There is no doubt Republican leadership on Capitol Hill is going through much the same thought process. They accomplished much in 2015, of that there can be no debate. They passed the longest-term highway funding bill in nearly two decades, they came to the aid of servicemembers by passing the National Defense Authorization Act, they passed the first bicameral budget since 2009, they gave the president trade promotion authority to secure completion of the Trans Pacific Partnership, they reformed the broken education bureaucracy by replacing No Child Left Behind, and finally, they passed a bill that essentially repeals the Affordable Care Act.
But in some ways this year was about clearing the decks of must-pass legislation in order to set the stage for the real show: 2016, which will be crucially important to presenting voters with a vision for conservative governance. How are Republicans planning to do that? Well, here are some resolutions:
1. Map Out a Conservative Agenda
Now is not the time for timidity or confusion. If we truly believe that conservatism has the answers to the problems that are plaguing the economy and society then it’s time we put them to the test. As Speaker Ryan said recently, “We owe people the right to decide if they want to stay on this path or not.”
That strategy comes with risk, especially as Democrats look for wedge issues to help them recapture the Senate majority. But, if done right and messaged correctly, it also presents Republicans with the opportunity to put forward a positive, bold vision for the future.
“We’ve had an election every two years right on schedule since 1788,” Senate Majority Leader Mitch McConnell said. “And my view is, just because there’s an election coming up doesn’t mean you’re not supposed to do anything.”
2. Unify the Conservative Movement
As discussed earlier, this was a productive year, but not everything that was ushered over the finish line was beloved by conservatives.
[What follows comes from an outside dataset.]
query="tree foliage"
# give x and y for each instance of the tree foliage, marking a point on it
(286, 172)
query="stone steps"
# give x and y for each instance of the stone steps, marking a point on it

It’s impossible to make everyone happy, but this year should be a tremendous opportunity for Republicans to find issues that unify the party going into a crucial election season.
“My goal is to help unify the conservative movement so we can unify the Republican Party so…that the citizens of this nation get to choose in 2016 what kind of country they want to have in the 21st century,” Ryan said. “It’s nothing short of a generational defining moment we are facing next year.”
3. Return to Regular Order
Both the House and the Senate have made significant moves to get things back to normal by allowing more debate and more amendments, but thus far getting back to “regular order” on the budget has eluded Republicans. That looks to change this year.
“What will happen is the bills will start out the way we like them; in order to move them – we’ll probably have to make compromises,” McConnell said of the twelve appropriations bills he hopes to pass to fund the government in lieu of an omnibus package. “That’s the way the legislative process works when it’s functioning.”
4. Decentralize Power
A majority can only be strong if the rank-and-file members feel empowered to effectuate change. Unfortunately, Democrats’ have done everything possible to stymie this effort, centralizing power in Harry Reid and Nancy Pelosi and then forcing them to the negotiating table. But this year, Ryan and McConnell are promising to return policy decisions and bill drafting to the committees.
“What I did was sort of decentralize the power,” McConnell said. “Try to move all of the decision-making out of the leader’s office – I have enough power; I don’t need anymore – and try to empower people to make a difference.”
“I expect a bill, or bills, to come up and fail,” Ryan said. “What this place always used to do is try to predetermine everything, down to the amendment, and I just don’t think the speaker’s office should have that kind of power. I think that it should be decentralized and pushed out to the membership.”